Bloomberg reported that the US-based company explored selling the India business, but “suspended discussions after tech startup valuations cratered.”
In a statement shared with IANS, an Uber spokesperson said the company never explored exiting India — not even for a minute.
“India is as important to Uber today as it was when we launched nine years ago. We are serving riders and drivers across more than 100 cities, hiring Indian talent aggressively, and planning for the next decade and beyond,” the company spokesperson said.
Uber competes with SoftBank-backed Ola in the country.
Uber CEO Dara Khosrowshahi said in April that it will expand its product offerings and its team in India.
“We continue to expand the product offerings for the Indian consumer. Whether it is autos, motos or high-capacity vehicles or rentals, India has always been a very big part of the Uber journey,” he said during the Virtual i3 summit organised by Times Bridge.

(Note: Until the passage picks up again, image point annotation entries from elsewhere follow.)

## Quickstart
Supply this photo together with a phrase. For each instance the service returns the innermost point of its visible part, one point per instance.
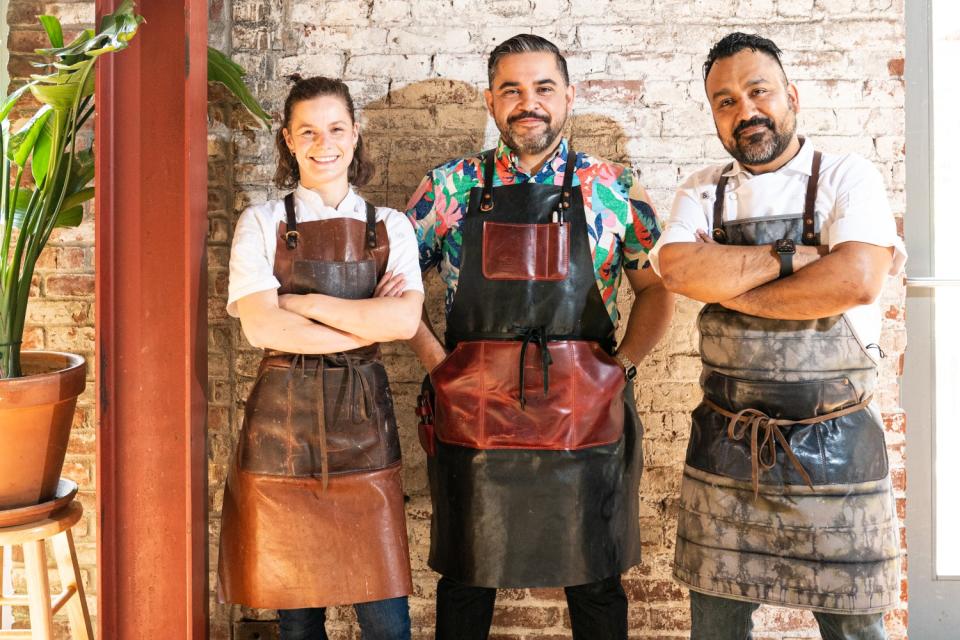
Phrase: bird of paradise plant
(60, 163)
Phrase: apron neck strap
(488, 160)
(371, 226)
(718, 233)
(810, 235)
(568, 171)
(292, 236)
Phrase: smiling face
(322, 136)
(529, 101)
(754, 109)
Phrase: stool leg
(38, 587)
(66, 555)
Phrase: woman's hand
(390, 286)
(291, 302)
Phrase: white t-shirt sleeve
(251, 261)
(404, 253)
(862, 212)
(686, 217)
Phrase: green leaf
(12, 100)
(41, 153)
(21, 206)
(58, 96)
(24, 140)
(71, 217)
(54, 31)
(222, 69)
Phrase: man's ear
(793, 96)
(488, 98)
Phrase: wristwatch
(629, 369)
(785, 248)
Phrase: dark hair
(735, 42)
(288, 173)
(525, 43)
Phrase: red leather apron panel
(477, 391)
(287, 543)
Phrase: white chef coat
(255, 241)
(851, 205)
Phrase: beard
(531, 142)
(764, 146)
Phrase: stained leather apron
(786, 495)
(313, 509)
(537, 454)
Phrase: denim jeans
(598, 610)
(380, 620)
(716, 618)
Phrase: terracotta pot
(36, 413)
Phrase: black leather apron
(786, 496)
(537, 457)
(313, 509)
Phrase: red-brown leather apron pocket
(525, 251)
(477, 397)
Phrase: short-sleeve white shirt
(851, 205)
(255, 241)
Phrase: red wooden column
(152, 327)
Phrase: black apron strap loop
(718, 233)
(371, 226)
(488, 160)
(292, 236)
(810, 234)
(568, 171)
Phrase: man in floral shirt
(535, 460)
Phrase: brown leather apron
(313, 509)
(786, 495)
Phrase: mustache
(753, 122)
(528, 114)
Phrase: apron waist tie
(536, 335)
(764, 433)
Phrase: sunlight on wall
(946, 166)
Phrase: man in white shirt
(786, 495)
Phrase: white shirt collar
(800, 163)
(312, 199)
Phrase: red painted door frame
(151, 310)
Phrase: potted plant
(47, 172)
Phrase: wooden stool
(31, 536)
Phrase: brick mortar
(417, 71)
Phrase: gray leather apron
(786, 495)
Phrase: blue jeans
(715, 618)
(380, 620)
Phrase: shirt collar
(507, 159)
(313, 200)
(800, 163)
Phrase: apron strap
(371, 226)
(718, 233)
(292, 236)
(568, 170)
(487, 159)
(810, 235)
(764, 433)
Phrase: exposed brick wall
(417, 70)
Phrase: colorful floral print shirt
(622, 226)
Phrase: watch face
(785, 245)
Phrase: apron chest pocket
(526, 251)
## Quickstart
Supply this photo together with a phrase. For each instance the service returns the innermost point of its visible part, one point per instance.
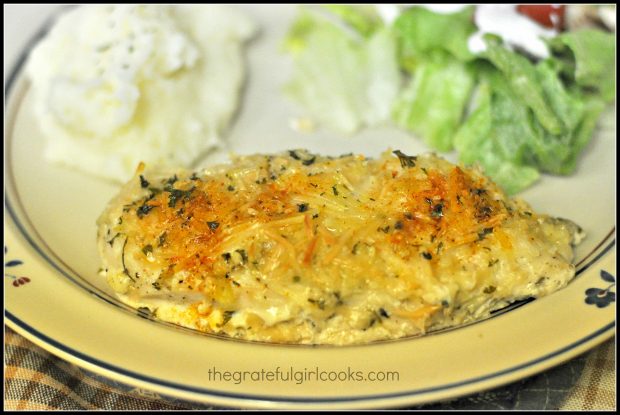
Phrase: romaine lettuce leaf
(343, 80)
(588, 57)
(433, 103)
(422, 32)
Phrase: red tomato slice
(548, 15)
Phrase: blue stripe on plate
(214, 393)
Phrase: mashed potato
(117, 84)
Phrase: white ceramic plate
(62, 305)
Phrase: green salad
(513, 115)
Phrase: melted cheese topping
(306, 249)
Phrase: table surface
(37, 380)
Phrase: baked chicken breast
(299, 248)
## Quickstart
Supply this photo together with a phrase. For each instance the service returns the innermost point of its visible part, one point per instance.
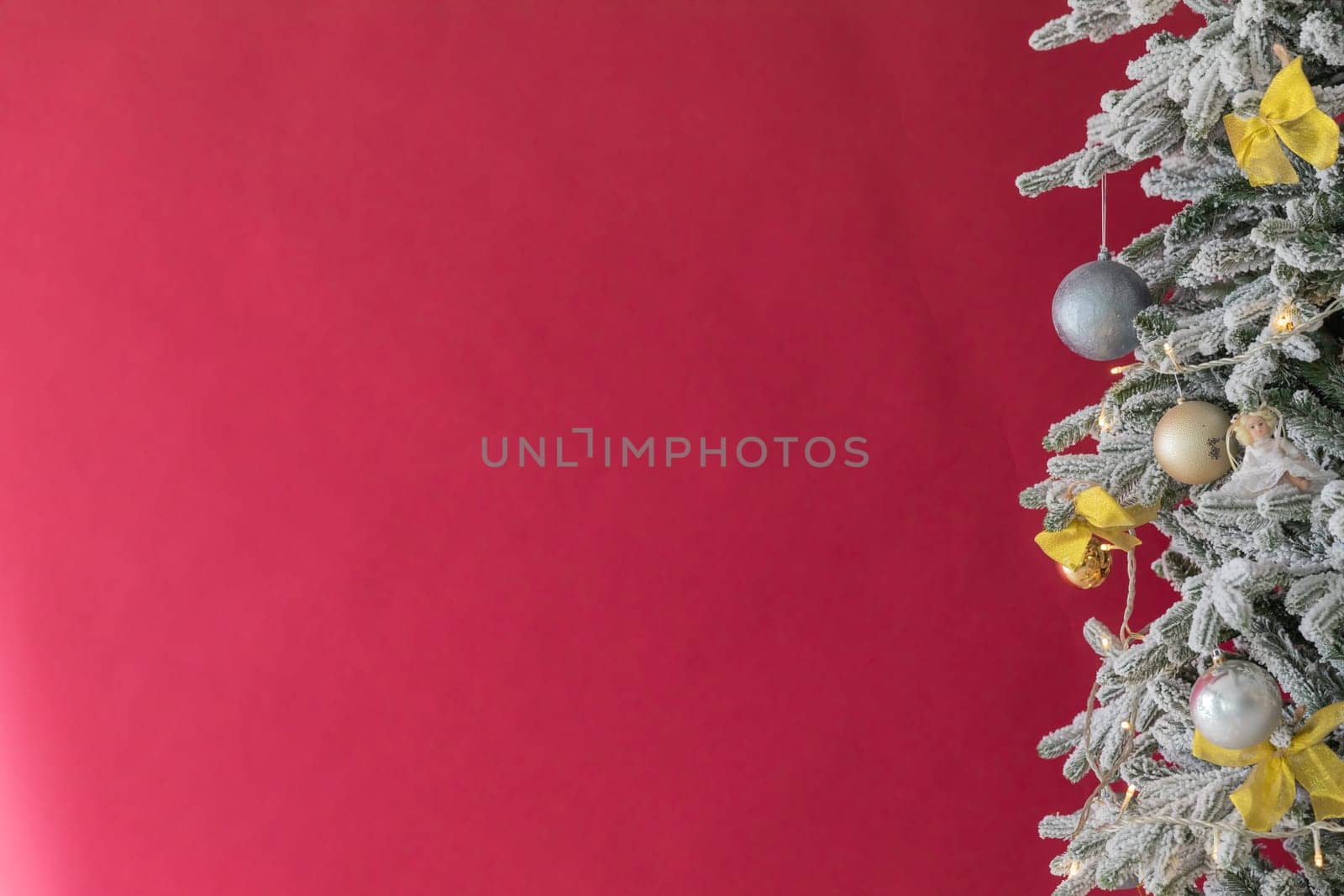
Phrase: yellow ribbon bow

Uber aims to expand its engineering talent in India to more than 1,000 people from 700 at present, he had announced.
Last month, Uber India’s Director of Central Operations, Nitish Bhushan, said that they are “always striving to make driving with Uber a viable and attractive option for drivers and the recent hike in fares will directly boost their earnings per trip”.
To remove frustration for riders and drivers alike, the company is also showing trip destinations to drivers before they decide to accept the ride.